To reduce illegal logging, an AVAFLEGT agreement has been signed between Honduras and the European Union. The agreement intends to support the pillar foundation of the social development programs that are promoted in the country with the aim of generating employment, expanding the conditions for investment, policy making in the context of territorial planning and legal certainty in the land tenure, contributing to boosting the industry and ensuring the use of resources in a sustainable manner from the environmental and social perspective.

The National Strategy for the Use and Management of Fire promotes actions to improve the protection of ecosystems through practices of responsible use of fire and its function, preventing forest fires and controlling their use.

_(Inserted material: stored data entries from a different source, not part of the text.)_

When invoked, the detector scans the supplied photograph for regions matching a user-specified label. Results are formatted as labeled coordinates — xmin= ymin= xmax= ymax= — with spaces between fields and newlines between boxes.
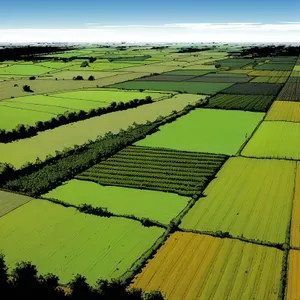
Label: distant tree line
xmin=240 ymin=45 xmax=300 ymax=58
xmin=177 ymin=47 xmax=213 ymax=53
xmin=0 ymin=46 xmax=73 ymax=61
xmin=0 ymin=254 xmax=164 ymax=300
xmin=0 ymin=97 xmax=153 ymax=143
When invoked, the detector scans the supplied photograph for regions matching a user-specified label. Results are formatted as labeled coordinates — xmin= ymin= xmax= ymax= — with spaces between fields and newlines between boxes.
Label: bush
xmin=89 ymin=57 xmax=97 ymax=63
xmin=80 ymin=61 xmax=89 ymax=68
xmin=23 ymin=85 xmax=32 ymax=92
xmin=29 ymin=76 xmax=36 ymax=80
xmin=72 ymin=76 xmax=83 ymax=80
xmin=88 ymin=75 xmax=95 ymax=81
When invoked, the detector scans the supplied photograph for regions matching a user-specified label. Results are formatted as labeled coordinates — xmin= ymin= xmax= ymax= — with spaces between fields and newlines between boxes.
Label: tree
xmin=29 ymin=76 xmax=36 ymax=80
xmin=73 ymin=76 xmax=83 ymax=80
xmin=0 ymin=254 xmax=8 ymax=292
xmin=70 ymin=274 xmax=94 ymax=299
xmin=143 ymin=291 xmax=164 ymax=300
xmin=88 ymin=75 xmax=95 ymax=81
xmin=80 ymin=61 xmax=89 ymax=67
xmin=89 ymin=57 xmax=97 ymax=63
xmin=23 ymin=85 xmax=33 ymax=92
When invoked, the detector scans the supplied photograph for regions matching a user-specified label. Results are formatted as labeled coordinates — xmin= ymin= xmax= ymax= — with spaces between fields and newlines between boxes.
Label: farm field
xmin=45 ymin=70 xmax=119 ymax=80
xmin=254 ymin=62 xmax=294 ymax=71
xmin=111 ymin=80 xmax=234 ymax=94
xmin=277 ymin=83 xmax=300 ymax=101
xmin=251 ymin=76 xmax=288 ymax=83
xmin=136 ymin=109 xmax=264 ymax=155
xmin=0 ymin=90 xmax=167 ymax=131
xmin=0 ymin=200 xmax=164 ymax=285
xmin=115 ymin=64 xmax=178 ymax=73
xmin=0 ymin=64 xmax=54 ymax=76
xmin=249 ymin=70 xmax=291 ymax=77
xmin=286 ymin=250 xmax=300 ymax=300
xmin=130 ymin=232 xmax=283 ymax=300
xmin=289 ymin=162 xmax=300 ymax=248
xmin=75 ymin=145 xmax=228 ymax=197
xmin=265 ymin=101 xmax=300 ymax=122
xmin=163 ymin=69 xmax=212 ymax=76
xmin=186 ymin=74 xmax=253 ymax=83
xmin=205 ymin=94 xmax=274 ymax=112
xmin=68 ymin=62 xmax=138 ymax=71
xmin=0 ymin=94 xmax=202 ymax=168
xmin=241 ymin=121 xmax=300 ymax=160
xmin=180 ymin=157 xmax=295 ymax=244
xmin=0 ymin=190 xmax=33 ymax=217
xmin=42 ymin=179 xmax=188 ymax=224
xmin=221 ymin=82 xmax=283 ymax=95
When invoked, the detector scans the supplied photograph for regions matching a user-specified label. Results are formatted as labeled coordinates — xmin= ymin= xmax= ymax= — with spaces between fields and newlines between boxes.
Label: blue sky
xmin=0 ymin=0 xmax=299 ymax=42
xmin=1 ymin=0 xmax=299 ymax=28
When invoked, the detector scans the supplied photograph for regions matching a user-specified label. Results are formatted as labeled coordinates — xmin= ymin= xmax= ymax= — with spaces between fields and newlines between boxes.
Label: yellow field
xmin=286 ymin=250 xmax=300 ymax=300
xmin=130 ymin=232 xmax=283 ymax=300
xmin=0 ymin=94 xmax=203 ymax=169
xmin=249 ymin=70 xmax=291 ymax=77
xmin=290 ymin=162 xmax=300 ymax=248
xmin=265 ymin=101 xmax=300 ymax=123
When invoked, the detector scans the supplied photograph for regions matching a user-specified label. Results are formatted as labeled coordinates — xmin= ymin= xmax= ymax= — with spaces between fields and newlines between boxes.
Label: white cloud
xmin=0 ymin=23 xmax=299 ymax=43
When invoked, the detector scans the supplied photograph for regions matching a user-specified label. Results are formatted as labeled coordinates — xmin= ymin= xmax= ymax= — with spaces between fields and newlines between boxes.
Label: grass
xmin=45 ymin=71 xmax=118 ymax=80
xmin=75 ymin=145 xmax=228 ymax=197
xmin=0 ymin=190 xmax=33 ymax=217
xmin=241 ymin=121 xmax=300 ymax=160
xmin=111 ymin=81 xmax=233 ymax=95
xmin=163 ymin=70 xmax=212 ymax=76
xmin=0 ymin=200 xmax=164 ymax=285
xmin=68 ymin=62 xmax=138 ymax=71
xmin=42 ymin=179 xmax=188 ymax=224
xmin=180 ymin=157 xmax=295 ymax=244
xmin=135 ymin=108 xmax=264 ymax=155
xmin=131 ymin=232 xmax=283 ymax=300
xmin=205 ymin=94 xmax=274 ymax=112
xmin=0 ymin=94 xmax=201 ymax=169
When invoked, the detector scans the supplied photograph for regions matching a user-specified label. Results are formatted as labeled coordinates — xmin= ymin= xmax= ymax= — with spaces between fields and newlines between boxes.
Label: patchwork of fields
xmin=0 ymin=46 xmax=299 ymax=299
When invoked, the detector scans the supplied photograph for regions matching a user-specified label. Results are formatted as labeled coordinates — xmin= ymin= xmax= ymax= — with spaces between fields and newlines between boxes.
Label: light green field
xmin=242 ymin=121 xmax=300 ymax=159
xmin=180 ymin=157 xmax=295 ymax=244
xmin=0 ymin=190 xmax=33 ymax=217
xmin=0 ymin=94 xmax=201 ymax=169
xmin=42 ymin=179 xmax=187 ymax=224
xmin=36 ymin=62 xmax=79 ymax=69
xmin=0 ymin=64 xmax=53 ymax=76
xmin=69 ymin=62 xmax=137 ymax=71
xmin=0 ymin=200 xmax=164 ymax=285
xmin=45 ymin=70 xmax=118 ymax=80
xmin=136 ymin=109 xmax=264 ymax=155
xmin=0 ymin=90 xmax=167 ymax=131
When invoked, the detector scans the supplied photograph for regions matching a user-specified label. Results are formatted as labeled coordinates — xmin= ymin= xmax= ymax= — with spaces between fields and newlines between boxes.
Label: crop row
xmin=222 ymin=83 xmax=283 ymax=96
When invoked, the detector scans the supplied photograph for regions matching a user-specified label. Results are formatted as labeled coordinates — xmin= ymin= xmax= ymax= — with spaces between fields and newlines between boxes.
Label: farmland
xmin=0 ymin=45 xmax=299 ymax=298
xmin=110 ymin=80 xmax=234 ymax=95
xmin=180 ymin=157 xmax=295 ymax=244
xmin=0 ymin=94 xmax=202 ymax=168
xmin=221 ymin=82 xmax=283 ymax=95
xmin=241 ymin=121 xmax=300 ymax=160
xmin=286 ymin=250 xmax=300 ymax=300
xmin=75 ymin=145 xmax=228 ymax=197
xmin=130 ymin=232 xmax=283 ymax=300
xmin=0 ymin=200 xmax=164 ymax=285
xmin=265 ymin=101 xmax=300 ymax=122
xmin=42 ymin=178 xmax=188 ymax=224
xmin=0 ymin=90 xmax=169 ymax=131
xmin=135 ymin=109 xmax=264 ymax=155
xmin=0 ymin=190 xmax=33 ymax=217
xmin=205 ymin=94 xmax=274 ymax=112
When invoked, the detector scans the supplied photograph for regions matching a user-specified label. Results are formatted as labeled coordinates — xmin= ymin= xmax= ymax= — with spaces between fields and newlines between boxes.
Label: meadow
xmin=135 ymin=109 xmax=264 ymax=155
xmin=0 ymin=200 xmax=164 ymax=285
xmin=180 ymin=157 xmax=295 ymax=244
xmin=131 ymin=232 xmax=283 ymax=300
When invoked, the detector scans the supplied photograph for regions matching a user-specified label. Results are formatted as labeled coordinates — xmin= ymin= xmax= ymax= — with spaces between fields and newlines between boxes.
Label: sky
xmin=0 ymin=0 xmax=299 ymax=43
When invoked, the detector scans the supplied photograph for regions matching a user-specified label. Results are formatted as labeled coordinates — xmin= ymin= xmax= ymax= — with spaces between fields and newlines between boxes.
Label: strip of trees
xmin=0 ymin=254 xmax=164 ymax=299
xmin=0 ymin=97 xmax=153 ymax=143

Honduras' National Restoration Programme proposes investments for the adaptation and restoration of ecosystems and landscapes for climate change mitigation.

The National Agroforestry Programme seeks to increase production in the rural sector and reduce deforestation and forest degradation through five lines of action: (i) reduction of deforestation and degradation, (ii) restoration and reforestation, (iii) incentives for the sustainability of the productive sector, (iv) reduction of emissions in productive chains, and (v) integrated watershed management.

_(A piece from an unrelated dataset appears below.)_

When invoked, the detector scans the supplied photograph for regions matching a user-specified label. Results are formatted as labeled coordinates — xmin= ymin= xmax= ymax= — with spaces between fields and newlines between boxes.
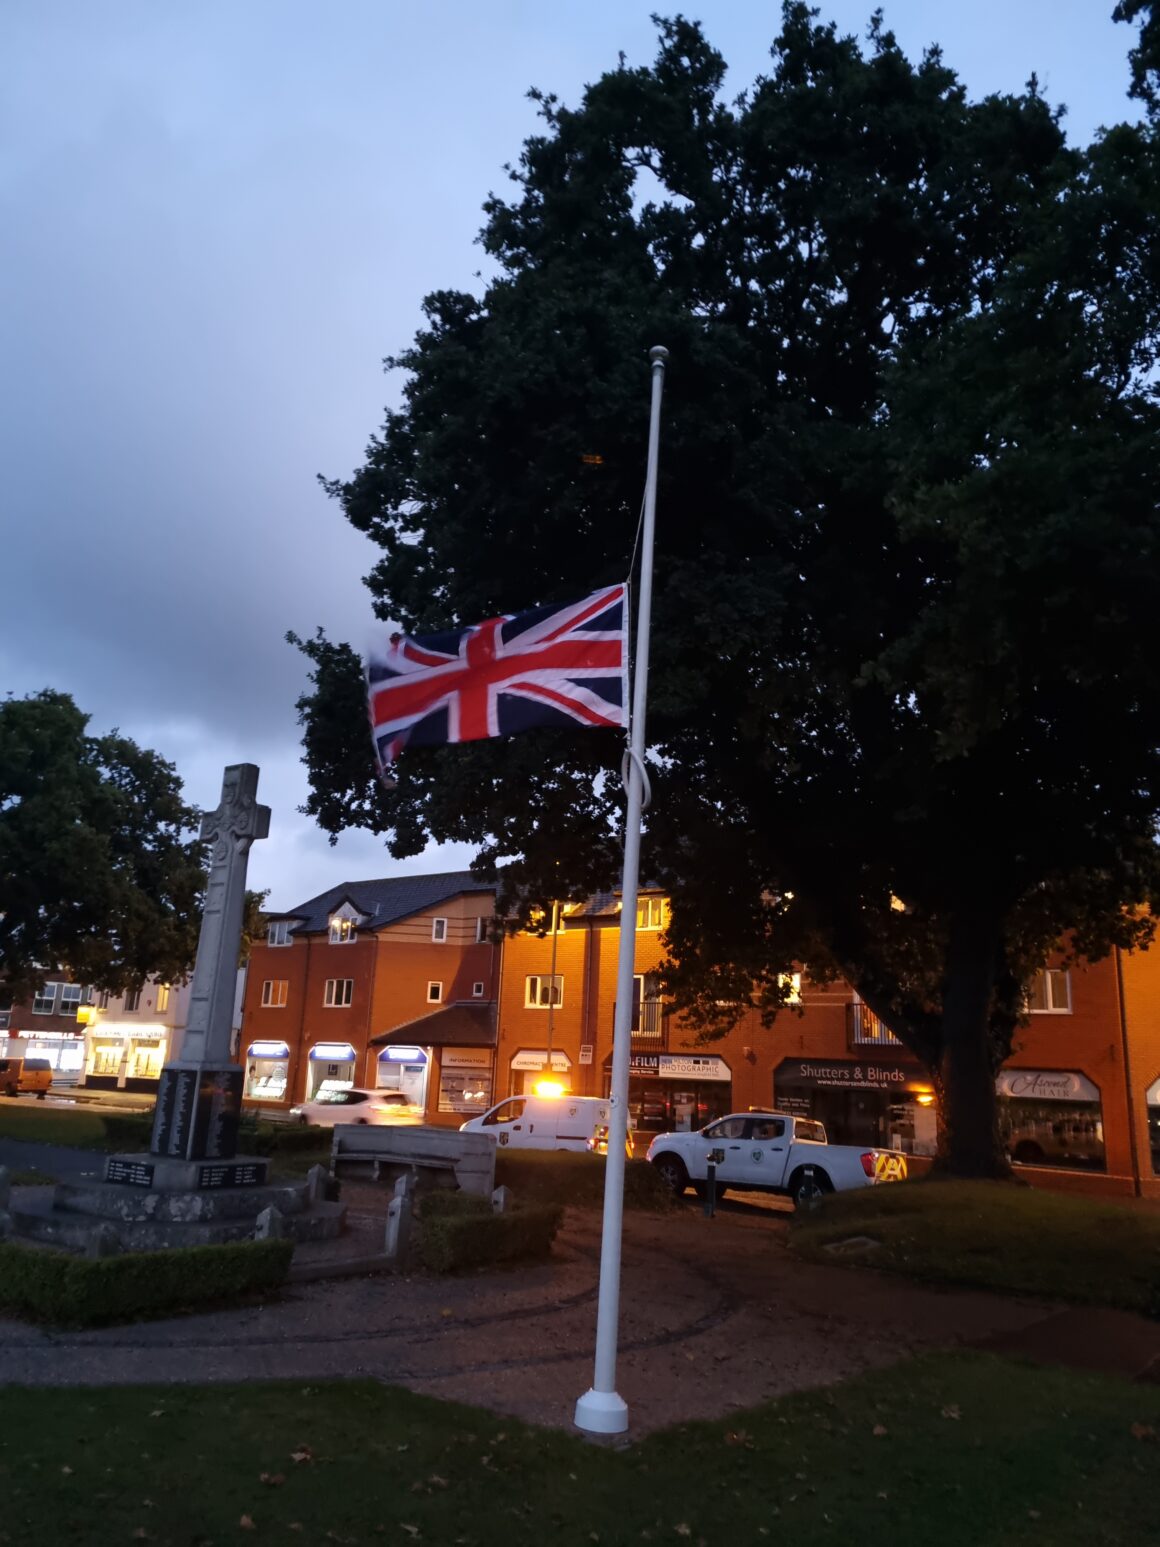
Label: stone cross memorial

Deforestation rates have been difficult to evaluate as no reliable continuous forest monitoring programme is in place in the country. SDG Indicator 15.2.1 Forest area annual net change rate (%) was -0.33 over the 2010-2020 period. 


Initiatives and Development Plans

According to forest management plans, forest harvesting areas must set aside a certain fraction of their territory for conservation. To date, there are 48 logging areas covering 124,741 ha.

One of the strategies aimed to promote forest restoration is the establishment of Agroforestry Systems (SAF), predominantly coffee SAFs, through which producers convert forests into agroforestry systems. Due to the reduction of the carbon stock, any forest that passes to an agroforestry system will be considered degradation; however, it is considered an area for future improvement due to the lack of spatial information on the surfaces and associated emissions.

The Master Plan for Water, Forests, and Soil implements interventions for integrated, sustainable management of water resources, forests and soil with local participation. This plan includes a Forestry Incentive Regulation in accordance with the Forestry, Protected Areas and Wildlife Law; and the activation of the Soil Protection Standard for the development of agricultural and forestry projects and/or forest conservation.

The National Reforestation Program comprises four subprograms: (i) Economic Development of the forestry sector; (ii) Community Forest Development; (iii) Environmental Services, Ecosystem Restoration, and Climate Change; and (iv) Protected Areas and Biodiversity. It includes an Information System for Forest Management and Monitoring.


Goals and Ambitions

To counteract forest loss, and mitigate climate change, the Honduras Forests Restoration Strategy aims to restore one million hectares through participatory processes, by 2030.

The country aims not only to strengthen land governance, rights of use, land tenure, and the regulatory framework of the forestry sector; but also establish robust and effective processes for multiple stakeholders. Moreover, the country aims to create conditions that enable larger-scale investments; generate land use policies; investment policies that support the legal production of timber; support the implementation of REDD+ policies by directly addressing some of the causes of deforestation and forest degradation [1]


Implementation of Honduras' REDD+ Strategy, National Restoration Program, and the National Agroforestry Program will require significant financial and technical support.